Search code examples
rnaivebayes

How to create Naive Bayes in R for numerical and categorical variables


I am trying to implement a Naive Bayes model in R based on known information:

Age group, e.g. "18-24" and "25-34", etc.
Gender, "male" and "female"
Region, "London" and "Wales", etc.
Income, "£10,000 - £15,000", etc.
Job, "Full Time" and "Part Time", etc.

I am experiencing errors when implementing. My code is as per below:

library(readxl)
iphone <- read_excel("~/Documents/iPhone_1k.xlsx")
View(iphone)

summary(iphone)
iphone

library(caTools)
library(e1071)

set.seed(101) 
sample = sample.split(iphone$Gender, SplitRatio = .7)
train = subset(iphone, sample == TRUE)
test  = subset(iphone, sample == FALSE)

nB_model <- naiveBayes(Gender ~ Region + Retailer, data = train)
pred <- predict(nB_model, test, type="raw") 

In the above scenario, I have an excel file called iPhone_1k (1,000 entries relating to people who have visited a website to buy an iPhone). Each row is a person visiting the website and the above demographics are known.

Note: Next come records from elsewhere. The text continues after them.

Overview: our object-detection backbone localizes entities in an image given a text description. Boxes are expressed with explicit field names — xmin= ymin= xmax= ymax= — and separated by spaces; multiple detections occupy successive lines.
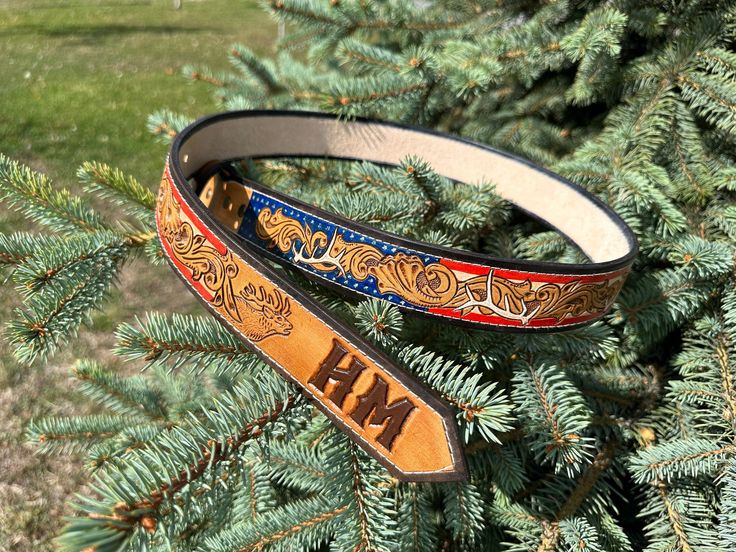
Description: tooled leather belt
xmin=156 ymin=111 xmax=637 ymax=481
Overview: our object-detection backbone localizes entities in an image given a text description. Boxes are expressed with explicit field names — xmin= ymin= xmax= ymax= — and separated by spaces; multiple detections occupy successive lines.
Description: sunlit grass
xmin=0 ymin=0 xmax=276 ymax=551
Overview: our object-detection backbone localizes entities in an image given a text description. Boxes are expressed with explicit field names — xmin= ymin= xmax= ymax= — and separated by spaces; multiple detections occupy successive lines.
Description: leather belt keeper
xmin=156 ymin=111 xmax=637 ymax=481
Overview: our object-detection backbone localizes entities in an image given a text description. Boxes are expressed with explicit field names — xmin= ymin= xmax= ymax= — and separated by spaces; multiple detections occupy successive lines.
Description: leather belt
xmin=156 ymin=111 xmax=637 ymax=481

I have been trying to make the model work and have resorted to following the below link that uses only two variables (I would like to use a minimum of 4 but introduce more, if possible):

https://rpubs.com/dvorakt/144238

I want to be able to use these demographics to predict which retailer they will go to (also known for each instance in the iPhone_1k file). There are only 3 options. Can you please advise how to complete this?

P.S. Below is a screenshot of a simplified version of the data I have used to keep it simple in R. Once I get some code to work, I'll expand the number of variables and entries.

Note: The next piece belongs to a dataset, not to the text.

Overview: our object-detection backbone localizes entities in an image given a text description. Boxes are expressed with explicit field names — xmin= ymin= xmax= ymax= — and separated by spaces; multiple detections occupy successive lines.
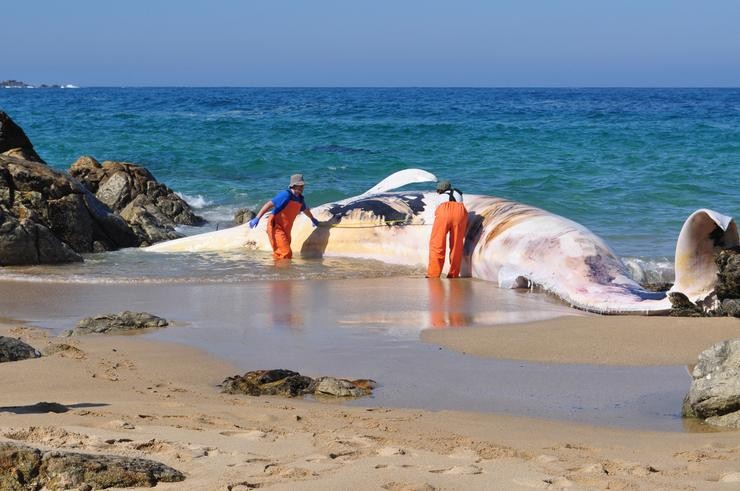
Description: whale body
xmin=147 ymin=169 xmax=738 ymax=314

enter image description here


Solution

  • You are setting the problem incorrectly. It should be:

    naiveBayes(Retailer ~  Gender + Region + AgeGroup, data = train)    
    

    or in short

    naiveBayes(Retailer ~ ., data = train)  
    

    Also you might need to convert the columns into factors if they are characters. You can do it for all columns, right after reading from excel, by

    iphone[] <- lapply(iphone, factor)  
    

    Note that if you add numeric variables in the future, you should not apply this step on them.